Masters Thesis Defense

Heart Disease Prediction: A Data Mining Approach

Soma Das

2:00pm Monday, 23 April 2012, ITE 201B

Data mining is a field of computer science that combines statistical analysis and machine learning to detect hard-to-discern patterns from large amounts of data. It employs different algorithms to learn different patterns from training or experience and apply it to classify, predict or identify patterns. The healthcare environment is very information rich. There is a wealth of clinical data available within the healthcare systems. Also due to recent advancement of genomic research vast amount of genetic data are also available. Effective analysis tools are needed to discover hidden relationships and trends in these data. These tools are necessary to correctly diagnose people at risk of disease based on the derived knowledge from the data.

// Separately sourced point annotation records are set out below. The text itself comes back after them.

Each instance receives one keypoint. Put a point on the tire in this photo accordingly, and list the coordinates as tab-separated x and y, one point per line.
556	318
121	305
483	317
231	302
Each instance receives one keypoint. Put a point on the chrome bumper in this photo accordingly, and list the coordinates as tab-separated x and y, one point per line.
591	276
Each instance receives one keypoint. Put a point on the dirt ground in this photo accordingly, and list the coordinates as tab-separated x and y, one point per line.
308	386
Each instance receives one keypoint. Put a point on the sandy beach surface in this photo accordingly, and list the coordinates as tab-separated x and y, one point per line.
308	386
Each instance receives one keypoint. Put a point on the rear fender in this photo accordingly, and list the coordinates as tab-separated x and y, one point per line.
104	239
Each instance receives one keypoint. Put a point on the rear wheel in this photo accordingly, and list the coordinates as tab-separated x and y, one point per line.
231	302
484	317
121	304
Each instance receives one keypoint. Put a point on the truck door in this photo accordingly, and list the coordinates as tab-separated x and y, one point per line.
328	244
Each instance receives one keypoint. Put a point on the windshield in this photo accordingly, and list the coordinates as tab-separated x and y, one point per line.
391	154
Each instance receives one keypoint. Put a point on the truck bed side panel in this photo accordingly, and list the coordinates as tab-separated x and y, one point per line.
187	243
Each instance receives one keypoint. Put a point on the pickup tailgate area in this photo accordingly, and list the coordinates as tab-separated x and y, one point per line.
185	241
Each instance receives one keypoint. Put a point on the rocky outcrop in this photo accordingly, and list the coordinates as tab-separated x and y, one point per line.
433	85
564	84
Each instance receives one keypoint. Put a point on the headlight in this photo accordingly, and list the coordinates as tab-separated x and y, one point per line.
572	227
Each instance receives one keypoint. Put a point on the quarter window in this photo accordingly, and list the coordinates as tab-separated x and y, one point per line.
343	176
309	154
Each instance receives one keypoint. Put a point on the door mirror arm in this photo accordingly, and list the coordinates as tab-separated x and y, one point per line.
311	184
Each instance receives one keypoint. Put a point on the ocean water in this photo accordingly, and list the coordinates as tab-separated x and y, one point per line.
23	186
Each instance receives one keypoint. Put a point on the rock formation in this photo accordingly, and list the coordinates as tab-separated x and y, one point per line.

We used data mining techniques to evaluate the interaction between traditional risk factors and gene variants such as Single Nucleotide Polymorphisms (SNPs) towards Coronary Heart Disease (CHD) susceptibility in a prospective study of older population aged 65 and older. In our thesis we asked two questions whether we can predict CHD at birth or adding genetic information to traditional risk factors predict CHD better than traditional risk factors alone.We also analyzed two popular machine learning algorithms to determine the most efficient method on medical datasets mining. The evaluation is based on a set of performance metrics. We also applied a clustering method to identify different subgroups present in the selected datasets.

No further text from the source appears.